The Picker, a daily blog devoted "exclusively to the goings-on inside the New York Times," argued in a recent post that Pogue gets special treatment—not having to conform to conduct rules that other freelancers were recently let go over. Pogue then responded in the Picker's comments section, defending himself, and the blog responded in a new post.
LIke a semantical seesaw, Pogue has again responded to the new post in the blog's comments section. Pogue says his talks to companies conform to New York Times rules. NYTPicker says they don’t. And the argument reveals the complexity and ethical nuance of issues of conflict of interest. Let’s try and unpack the arguments a little here:
In their first post (about a number of freelancers let go from the Times over conflict of interest policy violations) the NYTPicker wrote that Pogue “frequently accepts free plane tickets and accommodations from corporations the NY Times covers.” (Link is original to NYTPicker).
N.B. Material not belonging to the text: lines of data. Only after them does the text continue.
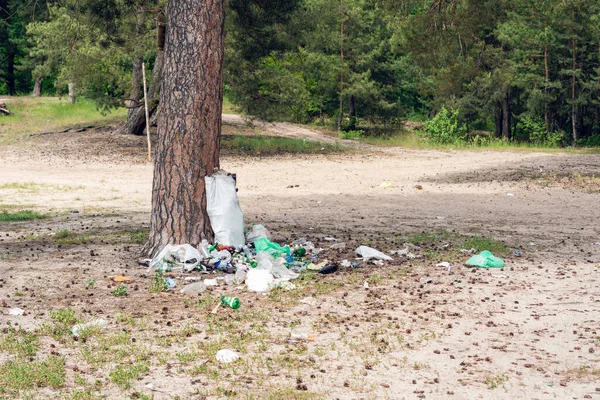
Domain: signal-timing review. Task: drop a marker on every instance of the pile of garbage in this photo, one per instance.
(260, 263)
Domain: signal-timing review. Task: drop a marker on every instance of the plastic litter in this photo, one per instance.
(227, 356)
(193, 288)
(210, 282)
(299, 336)
(223, 208)
(232, 302)
(258, 231)
(329, 269)
(170, 283)
(172, 256)
(264, 244)
(368, 253)
(485, 260)
(16, 311)
(97, 323)
(259, 280)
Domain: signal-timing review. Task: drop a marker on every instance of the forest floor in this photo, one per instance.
(528, 331)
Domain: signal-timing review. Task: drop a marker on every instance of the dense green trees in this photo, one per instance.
(523, 69)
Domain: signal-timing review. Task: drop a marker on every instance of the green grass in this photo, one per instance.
(122, 375)
(23, 215)
(410, 139)
(43, 114)
(269, 145)
(23, 374)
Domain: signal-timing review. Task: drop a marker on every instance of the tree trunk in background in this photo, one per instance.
(72, 93)
(136, 119)
(136, 77)
(136, 83)
(506, 134)
(189, 122)
(37, 87)
(498, 119)
(10, 71)
(573, 93)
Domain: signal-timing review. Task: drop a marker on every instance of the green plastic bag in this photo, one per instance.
(485, 260)
(264, 244)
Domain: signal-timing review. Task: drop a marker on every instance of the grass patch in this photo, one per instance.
(23, 215)
(270, 145)
(43, 114)
(19, 342)
(21, 374)
(122, 375)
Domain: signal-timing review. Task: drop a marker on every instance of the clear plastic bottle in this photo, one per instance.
(193, 288)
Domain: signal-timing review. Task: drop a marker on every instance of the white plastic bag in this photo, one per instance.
(174, 256)
(368, 253)
(259, 280)
(227, 356)
(223, 207)
(258, 231)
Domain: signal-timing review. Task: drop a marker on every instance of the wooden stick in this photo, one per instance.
(147, 116)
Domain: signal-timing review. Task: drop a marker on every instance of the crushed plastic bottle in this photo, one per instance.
(227, 356)
(97, 323)
(193, 288)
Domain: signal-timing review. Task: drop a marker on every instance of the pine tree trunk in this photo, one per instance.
(498, 119)
(506, 133)
(136, 119)
(37, 87)
(72, 93)
(573, 93)
(136, 83)
(189, 122)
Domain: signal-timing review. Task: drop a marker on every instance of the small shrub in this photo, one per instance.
(120, 291)
(158, 284)
(444, 128)
(23, 215)
(354, 134)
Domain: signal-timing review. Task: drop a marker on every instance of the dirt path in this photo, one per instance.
(528, 331)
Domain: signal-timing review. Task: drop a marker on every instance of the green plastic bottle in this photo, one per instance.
(232, 302)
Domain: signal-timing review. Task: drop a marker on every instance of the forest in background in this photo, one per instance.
(470, 70)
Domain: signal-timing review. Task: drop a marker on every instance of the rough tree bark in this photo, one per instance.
(136, 119)
(37, 87)
(136, 81)
(506, 134)
(189, 122)
(72, 93)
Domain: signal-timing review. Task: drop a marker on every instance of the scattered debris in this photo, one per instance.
(16, 311)
(227, 356)
(485, 260)
(368, 253)
(97, 323)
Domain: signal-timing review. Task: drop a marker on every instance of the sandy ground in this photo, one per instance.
(528, 331)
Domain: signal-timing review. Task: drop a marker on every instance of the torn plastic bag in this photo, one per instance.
(174, 256)
(223, 207)
(258, 231)
(368, 253)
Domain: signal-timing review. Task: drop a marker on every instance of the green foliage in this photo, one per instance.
(355, 134)
(122, 375)
(24, 374)
(534, 131)
(23, 215)
(444, 128)
(120, 291)
(158, 283)
(268, 145)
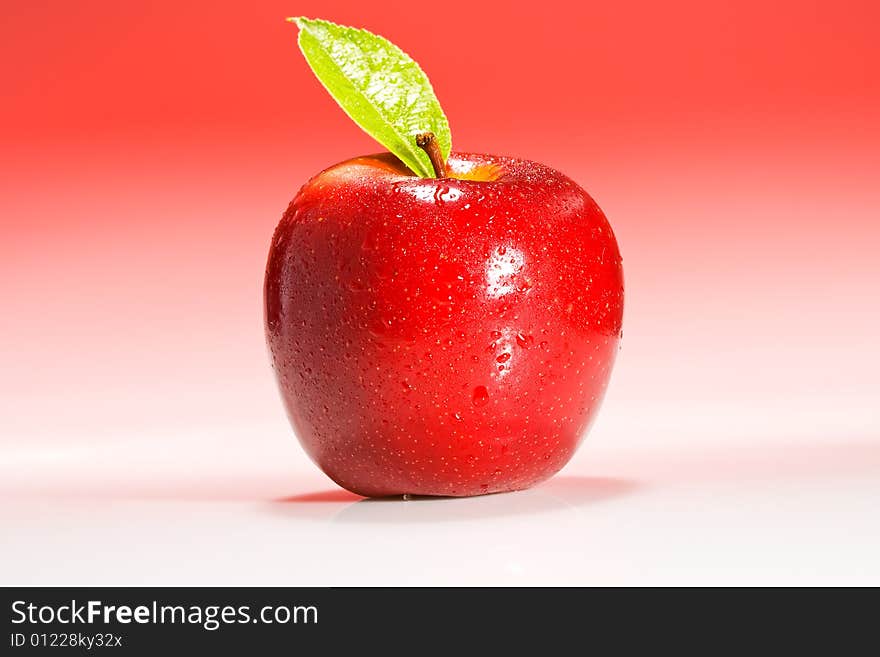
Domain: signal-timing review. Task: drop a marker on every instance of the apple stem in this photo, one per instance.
(428, 143)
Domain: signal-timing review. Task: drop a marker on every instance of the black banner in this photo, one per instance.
(326, 621)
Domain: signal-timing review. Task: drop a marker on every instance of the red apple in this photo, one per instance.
(442, 336)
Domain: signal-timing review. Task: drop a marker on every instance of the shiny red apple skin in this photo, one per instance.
(442, 336)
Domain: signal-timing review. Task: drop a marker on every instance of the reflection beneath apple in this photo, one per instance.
(560, 494)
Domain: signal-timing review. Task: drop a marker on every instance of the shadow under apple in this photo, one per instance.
(558, 494)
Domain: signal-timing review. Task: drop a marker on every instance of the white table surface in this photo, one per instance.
(240, 505)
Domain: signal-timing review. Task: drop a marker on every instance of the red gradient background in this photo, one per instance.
(149, 148)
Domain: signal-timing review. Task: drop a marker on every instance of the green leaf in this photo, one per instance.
(379, 86)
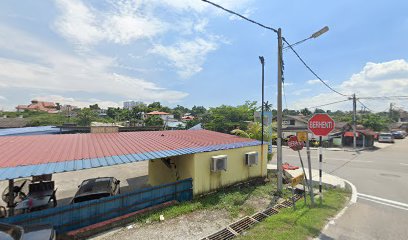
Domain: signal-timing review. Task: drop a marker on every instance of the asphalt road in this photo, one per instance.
(381, 179)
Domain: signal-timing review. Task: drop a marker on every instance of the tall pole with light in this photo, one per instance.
(279, 100)
(261, 58)
(280, 73)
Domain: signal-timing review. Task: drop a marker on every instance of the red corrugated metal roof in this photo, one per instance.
(33, 150)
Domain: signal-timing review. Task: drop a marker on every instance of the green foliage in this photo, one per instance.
(306, 112)
(374, 121)
(198, 111)
(154, 121)
(227, 118)
(302, 223)
(86, 116)
(254, 131)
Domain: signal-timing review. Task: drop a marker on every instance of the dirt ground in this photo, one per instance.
(195, 225)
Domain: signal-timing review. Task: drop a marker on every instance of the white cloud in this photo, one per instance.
(188, 56)
(50, 69)
(86, 26)
(374, 80)
(300, 91)
(314, 81)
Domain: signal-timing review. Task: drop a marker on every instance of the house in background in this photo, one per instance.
(39, 106)
(163, 115)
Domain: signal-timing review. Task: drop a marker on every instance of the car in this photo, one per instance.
(33, 232)
(386, 137)
(398, 135)
(96, 188)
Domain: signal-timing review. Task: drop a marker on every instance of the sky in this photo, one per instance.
(187, 52)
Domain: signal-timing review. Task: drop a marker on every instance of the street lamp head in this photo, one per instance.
(320, 32)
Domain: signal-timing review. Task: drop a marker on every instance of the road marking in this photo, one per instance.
(383, 201)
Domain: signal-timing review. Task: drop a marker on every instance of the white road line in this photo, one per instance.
(383, 200)
(382, 203)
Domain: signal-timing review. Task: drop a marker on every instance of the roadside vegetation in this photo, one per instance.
(237, 200)
(303, 223)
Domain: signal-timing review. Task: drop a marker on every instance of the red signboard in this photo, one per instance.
(294, 144)
(321, 124)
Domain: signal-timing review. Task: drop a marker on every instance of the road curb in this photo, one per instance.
(352, 200)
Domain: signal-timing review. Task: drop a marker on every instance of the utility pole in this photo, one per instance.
(279, 113)
(261, 58)
(391, 104)
(354, 122)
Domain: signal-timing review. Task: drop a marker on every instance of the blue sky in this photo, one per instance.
(190, 53)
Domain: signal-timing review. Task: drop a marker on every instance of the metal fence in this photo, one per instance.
(78, 215)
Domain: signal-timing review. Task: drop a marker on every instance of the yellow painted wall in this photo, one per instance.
(197, 166)
(159, 173)
(237, 171)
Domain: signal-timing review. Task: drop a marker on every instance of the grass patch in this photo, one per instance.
(233, 199)
(303, 223)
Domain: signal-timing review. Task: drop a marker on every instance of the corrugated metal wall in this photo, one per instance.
(78, 215)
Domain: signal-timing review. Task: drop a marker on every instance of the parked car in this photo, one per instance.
(398, 135)
(40, 195)
(96, 188)
(34, 232)
(386, 137)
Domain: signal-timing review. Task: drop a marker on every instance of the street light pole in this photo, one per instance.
(279, 114)
(261, 58)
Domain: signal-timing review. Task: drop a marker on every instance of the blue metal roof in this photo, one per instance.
(29, 131)
(74, 165)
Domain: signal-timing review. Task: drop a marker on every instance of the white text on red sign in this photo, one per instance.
(319, 124)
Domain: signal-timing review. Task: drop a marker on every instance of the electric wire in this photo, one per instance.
(311, 70)
(241, 16)
(289, 45)
(327, 104)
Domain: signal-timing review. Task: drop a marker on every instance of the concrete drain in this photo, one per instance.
(247, 222)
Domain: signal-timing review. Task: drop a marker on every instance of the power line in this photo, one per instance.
(274, 30)
(313, 72)
(241, 16)
(327, 104)
(385, 97)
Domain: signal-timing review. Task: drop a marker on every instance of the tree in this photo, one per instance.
(227, 118)
(154, 121)
(94, 107)
(374, 121)
(306, 112)
(198, 111)
(267, 106)
(154, 106)
(86, 116)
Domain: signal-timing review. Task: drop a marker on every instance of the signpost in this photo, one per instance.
(320, 125)
(295, 145)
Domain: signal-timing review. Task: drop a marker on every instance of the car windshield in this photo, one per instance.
(90, 197)
(95, 185)
(9, 232)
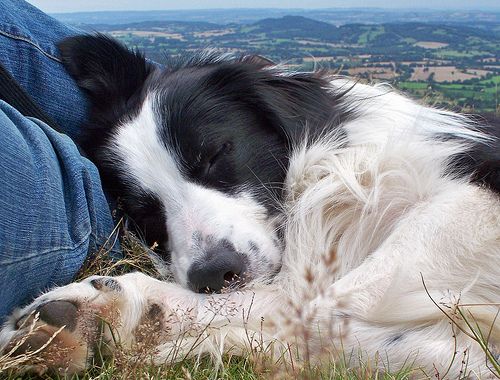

They argue Pogue is a more valuable asset to the paper, writing “That may have something to do with the fact that while Albo and Tripsas have lost their jobs, Pogue continues to keep his gig while traveling the country -- courtesy of corporations who pay him to speak at retreats and confabs, identifying himself as a NYT columnist.”
In the comments section, Pogue defends himself by claiming that out of 30 speaking engagements, only one was for a corporation. “It was Raytheon. And that was an engagement that had been individually approved by my editors,” he writes, continuing, “the remaining 29 were for educational and non-profit outfits."
After another commenter points out that some of the other companies the Times writer has spoken to are in fact for-profit corporations (eCollege, for example), Pogue responds in a second comment that the Times' policy is only that reporters must avoid relationships with companies that they have written about or will write about. “Raytheon is fine--I have never written about Raytheon, and never will “ he writes. “All those training and educational outfits I listed are fine, too. I don't write about them, and won't write about them.
A key point in Pogue’s favor, is that, as he explains, the Times has given him case-by-case approval for speaking engagements that might otherwise conflict with the paper’s policy for reporters. In that sense, he hasn’t broken the rules, as he’s been given a special dispensation for certain engagements. He also doesn’t accept money for speaking engagements with for-profit companies, according to comments.
At the same time, The NYTPicker makes a good point, that these dispensations themselves may constitute a favoritism toward Pogue, if he’s routinely allowed to attend events that would otherwise break the rules, like another they cite:
Staff members should not accept invitations from outside our company to speak where their function is to attract customers to an event primarily intended as profit-making.
In their second post, NYTPicker points out that Pogue hasn’t revealed the bulk of the New York Times' rules, and that beyond not writing about companies they’ve spoken to, reporters must also not accept compensation or travel money from any for-profit company, regardless of whether they might write about it.
Pogue defends himself in yet another comment, arguing that his upcoming appearances at corporate events like MacWorld will be entirely unpaid. He does not, however address whether he received any money for his appearances at Raytheon (or eCollege), which the NYTPicker alleges may have been paid.
It’s a thorny issue. It looks like Pogue is probably following the rules in a concrete sense, but all of this raises the question about how and why a paper like the New York Times decides to suspend the rules meant to keep reporters from conflict of interest in some specific cases, but perhaps not others.